Space Ramblings

Prematurely Burying Microsoft

Microsoft has been behind the game for a while and it’s considered almost irrelevant in some circles, but no, it’s a long way from dead

“I believe that Microsoft as we know it may not be around in another decade–maybe not even in five years.”

Barring an alien invasion, Microsoft will be around in 5 and 10 years. 20 years is a possibility. 5 years is not. Unless you foresee everyone jettisoning PC’s in the next 5 years.

Most significantly, Microsoft waived the white flag on social media when it pulled the plug on Windows Live Journal, dumping the blogging platform’s users onto the open source WordPress system.

Wait… wait. In the age of Facebook and Twitter, Microsoft giving up on a blog platform that no one cared about is significant? Yahoo did the same thing. Google has a blogging platform only because it bought one.

But that’s just whistling past the graveyard, spouting a tune written from backward-looking data not particularly useful for gauging the impact that hugely disruptive new products like tablets and smartphones and even tablet-smartphone hybrids are about to have on Microsoft’s place in IT. Market research group NPD recently found that 13% of iPad users bought the Apple OS-based device instead of a Windows PC.

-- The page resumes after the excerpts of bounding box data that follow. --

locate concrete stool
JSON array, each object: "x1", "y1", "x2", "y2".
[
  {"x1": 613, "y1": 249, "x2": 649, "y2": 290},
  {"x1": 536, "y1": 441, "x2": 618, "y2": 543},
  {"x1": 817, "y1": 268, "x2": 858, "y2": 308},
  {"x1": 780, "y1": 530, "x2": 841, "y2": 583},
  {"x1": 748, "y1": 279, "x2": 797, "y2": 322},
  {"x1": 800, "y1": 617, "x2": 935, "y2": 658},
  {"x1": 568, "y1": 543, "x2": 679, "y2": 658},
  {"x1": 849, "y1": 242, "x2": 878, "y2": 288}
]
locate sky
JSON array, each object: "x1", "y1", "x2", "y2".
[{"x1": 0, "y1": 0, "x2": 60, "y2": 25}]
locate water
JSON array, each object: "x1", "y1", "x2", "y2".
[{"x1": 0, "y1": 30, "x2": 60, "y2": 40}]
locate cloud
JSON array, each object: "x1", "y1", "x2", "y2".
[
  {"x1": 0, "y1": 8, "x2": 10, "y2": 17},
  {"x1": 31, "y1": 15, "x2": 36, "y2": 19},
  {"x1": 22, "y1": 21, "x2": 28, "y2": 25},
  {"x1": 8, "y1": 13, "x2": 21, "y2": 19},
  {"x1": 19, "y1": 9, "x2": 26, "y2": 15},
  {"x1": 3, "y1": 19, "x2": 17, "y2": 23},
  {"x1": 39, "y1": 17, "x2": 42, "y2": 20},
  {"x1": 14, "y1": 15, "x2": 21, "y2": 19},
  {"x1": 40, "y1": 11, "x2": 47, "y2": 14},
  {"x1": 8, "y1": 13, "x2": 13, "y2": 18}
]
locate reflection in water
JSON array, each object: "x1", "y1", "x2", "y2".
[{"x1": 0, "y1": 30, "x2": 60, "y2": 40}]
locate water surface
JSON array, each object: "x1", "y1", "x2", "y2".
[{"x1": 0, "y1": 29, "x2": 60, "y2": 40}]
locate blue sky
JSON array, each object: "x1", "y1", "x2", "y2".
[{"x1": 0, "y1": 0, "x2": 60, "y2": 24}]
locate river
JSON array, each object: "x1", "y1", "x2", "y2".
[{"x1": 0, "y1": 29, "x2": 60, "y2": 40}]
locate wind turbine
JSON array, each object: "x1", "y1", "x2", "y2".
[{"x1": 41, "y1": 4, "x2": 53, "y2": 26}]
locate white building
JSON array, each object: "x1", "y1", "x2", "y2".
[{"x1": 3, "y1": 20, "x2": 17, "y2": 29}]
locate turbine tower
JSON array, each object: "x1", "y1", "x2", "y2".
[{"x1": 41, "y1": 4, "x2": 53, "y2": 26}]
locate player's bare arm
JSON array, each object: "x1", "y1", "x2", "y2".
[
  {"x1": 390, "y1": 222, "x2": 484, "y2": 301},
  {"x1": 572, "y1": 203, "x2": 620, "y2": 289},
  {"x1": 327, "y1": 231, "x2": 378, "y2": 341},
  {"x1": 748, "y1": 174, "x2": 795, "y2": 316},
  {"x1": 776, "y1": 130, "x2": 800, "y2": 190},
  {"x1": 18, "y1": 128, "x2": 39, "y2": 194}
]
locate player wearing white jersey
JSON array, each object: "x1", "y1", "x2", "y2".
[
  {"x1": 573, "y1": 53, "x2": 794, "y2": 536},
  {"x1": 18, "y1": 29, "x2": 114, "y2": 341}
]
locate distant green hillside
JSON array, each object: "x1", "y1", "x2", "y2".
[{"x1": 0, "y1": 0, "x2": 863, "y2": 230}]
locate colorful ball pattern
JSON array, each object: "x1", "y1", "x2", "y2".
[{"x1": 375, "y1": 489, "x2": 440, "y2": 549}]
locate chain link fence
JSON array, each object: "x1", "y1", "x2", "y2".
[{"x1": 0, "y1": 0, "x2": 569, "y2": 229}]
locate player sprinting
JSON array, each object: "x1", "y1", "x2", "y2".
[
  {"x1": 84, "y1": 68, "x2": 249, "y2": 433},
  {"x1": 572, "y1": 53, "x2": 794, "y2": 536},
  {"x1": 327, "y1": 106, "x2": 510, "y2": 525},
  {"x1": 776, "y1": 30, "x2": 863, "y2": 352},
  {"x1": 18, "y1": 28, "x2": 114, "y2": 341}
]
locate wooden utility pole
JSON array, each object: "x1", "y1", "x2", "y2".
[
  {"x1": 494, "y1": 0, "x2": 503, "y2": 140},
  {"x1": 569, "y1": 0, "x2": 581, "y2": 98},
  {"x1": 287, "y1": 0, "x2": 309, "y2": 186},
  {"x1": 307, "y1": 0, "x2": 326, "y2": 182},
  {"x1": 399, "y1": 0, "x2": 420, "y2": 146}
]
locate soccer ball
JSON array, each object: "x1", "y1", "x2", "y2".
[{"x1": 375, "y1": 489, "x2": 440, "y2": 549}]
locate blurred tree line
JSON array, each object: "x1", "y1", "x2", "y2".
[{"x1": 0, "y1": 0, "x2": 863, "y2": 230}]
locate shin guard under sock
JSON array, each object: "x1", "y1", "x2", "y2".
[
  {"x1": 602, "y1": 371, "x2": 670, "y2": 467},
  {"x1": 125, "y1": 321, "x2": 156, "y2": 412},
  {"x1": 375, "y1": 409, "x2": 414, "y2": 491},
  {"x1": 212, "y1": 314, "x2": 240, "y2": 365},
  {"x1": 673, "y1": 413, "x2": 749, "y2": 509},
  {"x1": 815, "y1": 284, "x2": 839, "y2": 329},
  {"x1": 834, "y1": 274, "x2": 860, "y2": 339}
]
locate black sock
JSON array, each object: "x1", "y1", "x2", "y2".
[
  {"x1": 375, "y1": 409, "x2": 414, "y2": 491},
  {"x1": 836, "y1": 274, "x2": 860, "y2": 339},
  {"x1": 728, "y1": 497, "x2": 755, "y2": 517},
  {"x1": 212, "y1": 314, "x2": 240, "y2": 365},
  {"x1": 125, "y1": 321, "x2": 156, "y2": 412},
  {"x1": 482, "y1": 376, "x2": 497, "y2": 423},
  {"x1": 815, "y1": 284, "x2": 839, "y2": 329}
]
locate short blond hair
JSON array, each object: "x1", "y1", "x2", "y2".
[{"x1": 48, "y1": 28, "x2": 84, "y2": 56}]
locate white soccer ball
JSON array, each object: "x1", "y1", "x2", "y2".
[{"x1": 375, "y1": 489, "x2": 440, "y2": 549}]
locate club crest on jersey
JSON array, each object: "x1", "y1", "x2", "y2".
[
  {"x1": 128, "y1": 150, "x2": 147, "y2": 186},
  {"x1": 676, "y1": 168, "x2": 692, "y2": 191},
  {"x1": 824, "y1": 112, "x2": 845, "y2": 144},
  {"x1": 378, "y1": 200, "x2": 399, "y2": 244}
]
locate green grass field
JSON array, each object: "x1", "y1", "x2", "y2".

Anyone who actually thinks an iPad can replace a PC is completely ignorant about what an iPad can actually do. An iPad is a supplementary device. It’s not a PC replacement. If the survey said that people bought the iPad instead of a notebook, there might be a point here. All this survey says is that more than 10 percent of iPad buyers are idiots. Probably a too conservative figure.

It’s not that the mobile marketplace isn’t going to have a big impact on Microsoft, but so long as businesses are office based and people primarily use PC’s in their homes, Microsoft isn’t just going to go away. Because it still controls the core platform. Smartphones are nice, but you can only do so much on them. Tablets are cute, but there’s also only so much you can do on them. The idea that the tablet will wipe away the PC is like believing that the notebook computer, which unlike the iPad actually could do much of what a PC does, would do it.